Monday, October 25, 2010

When the News IS the News and Maybe Not the News

We used to have a saying in the newspaper business: "We don't make the news, we just deliver it."

That sentiment has been wasted on the Wall Street crowd. They are the news, even when there is no news, like today, when I find nothing of significance to report except that stocks went up.

It's old news, but becoming more the norm. Stocks go up. Every day. That's it.

But maybe there's more. Stocks gapped up at the open but stopped abruptly at 10:00 am, and that turned out to be the high of the day. I personally cannot remember a day in which the highwas reached at 10:00 am and not taken out later in the session, but that's what happened today.

After 10:00 am, the rest of the day was dithering, until the final half hour, when the HFTs all lined up and sold into the close. From a chartist's perspective, that close, in the context of the day's high at 10:00 am, is an ominous sign, something that I haven't been able to pronunce with conviction for quite some time.

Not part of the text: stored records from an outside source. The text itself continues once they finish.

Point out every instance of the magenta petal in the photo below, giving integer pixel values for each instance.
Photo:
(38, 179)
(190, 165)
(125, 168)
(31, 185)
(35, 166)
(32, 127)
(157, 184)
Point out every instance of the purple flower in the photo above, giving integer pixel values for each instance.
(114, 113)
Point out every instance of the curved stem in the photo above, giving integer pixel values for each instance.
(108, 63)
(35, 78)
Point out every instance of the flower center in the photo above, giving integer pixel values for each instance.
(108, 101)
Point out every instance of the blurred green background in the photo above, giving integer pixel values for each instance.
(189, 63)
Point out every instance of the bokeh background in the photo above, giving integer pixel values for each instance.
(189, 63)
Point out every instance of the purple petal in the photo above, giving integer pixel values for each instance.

Indeed, while many of us occupying the blogosphere see dark clouds on the horizon, they've been sitting out there for quite some time, but the markets continue to grind higher. It may be nothing, but with the mid-terms just a week away, fireworks could be ignited prior to the scheduled time.

The canaries in the coal mines are beginning to look more like a flock, each wondering which will fall over first. Unemployment is still at historic highs and growing. The housing market is completely stalled out due to foreclosure-gate, various investigations and new rules, and the added threat of put-backs by investors. Europe is fast becoming a war zone with France almost entirely shut down and Greece resuming protests which shut down the rails on Monday.

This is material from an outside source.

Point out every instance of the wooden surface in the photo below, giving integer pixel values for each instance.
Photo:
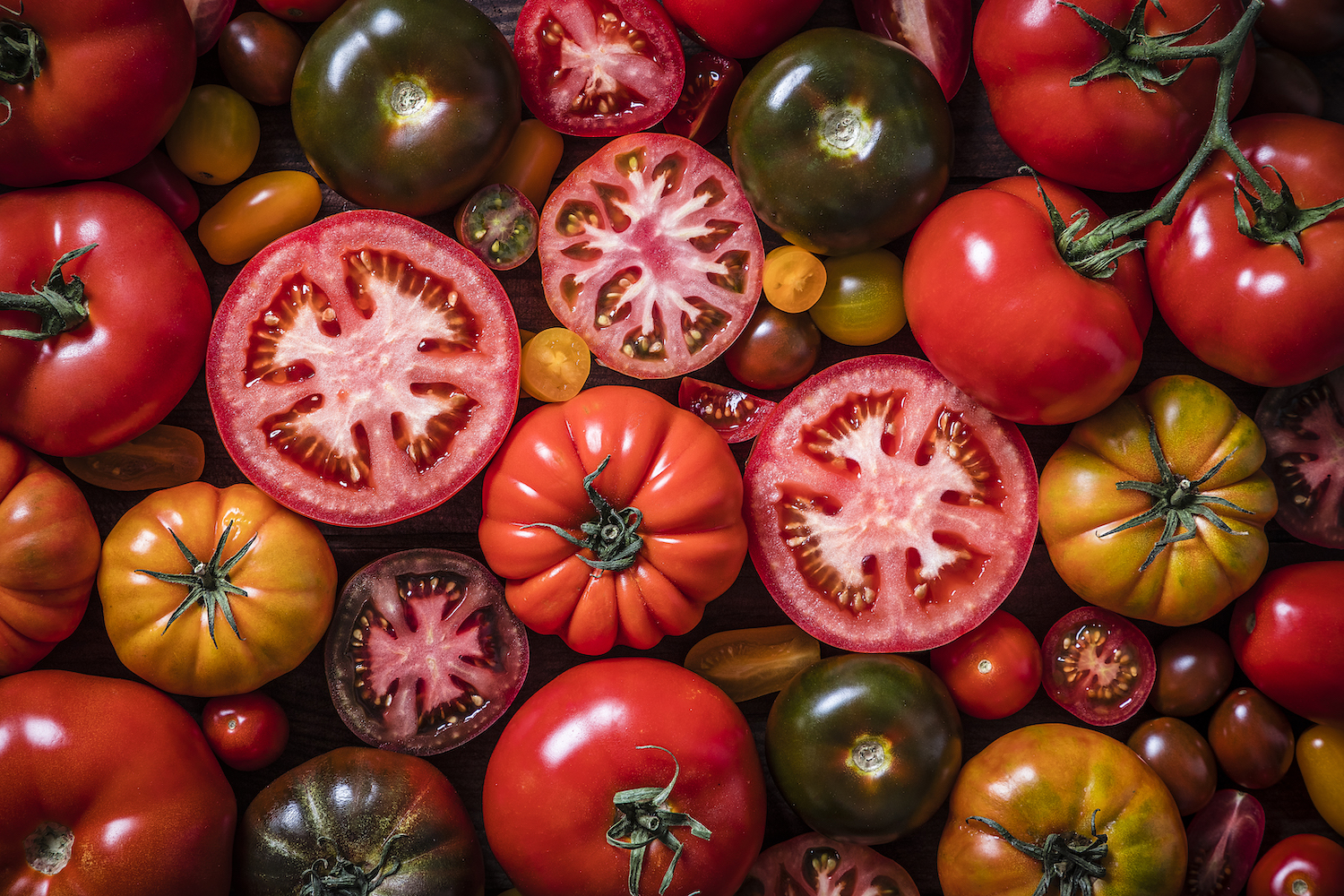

Add to these "canaries" the threat of market meltdown due to "flash crash" or other event and you have what sets up as a perfect storm. If one of the conditions is exacerbated to the point of explosion, the others will ignite in simultaneous conflagration.

In the meantime, we have banks committing mortgage and foreclosure fraud on a grand scale and markets that are just about non-functional other than the computers running the show. CNBC keeps reporting on companies meeting or beating expectations, so one has to wonder whether the inevitable crash will occur before or after the elections. I'm still sticking to "before" because there's been no October surprise as of yet, and the media is just waiting on it.

Dow 11,164.05, +31.49 (0.28%)
NASDAQ 2,490.85, +11.46 (0.46%)
S&P 500 1,185.62, +2.54 (0.21%)
NYSE Composite 7,546.38, +23.47 (0.31%)
NASDAQ Volume 1,764,460,625
NYSE Volume 4,795,549,500


Advancers finished ahead of declining issues, 4042-2423 (these numbers seem wrong, like 700 stocks were all of a sudden added to the NYSE - might be new ETFs?). New highs bettered new lows, 694-78. Volume was at it's usual dull level.

Commodities were on the move again. Oil gained 83 cents, to $82.52; gold picked up $13.80, to $1,338.90; silver added 43 cents, to $23.54.

It may all be meaningless, as there's no direction to anything except up, and we all know the outcome of things that go the way for long.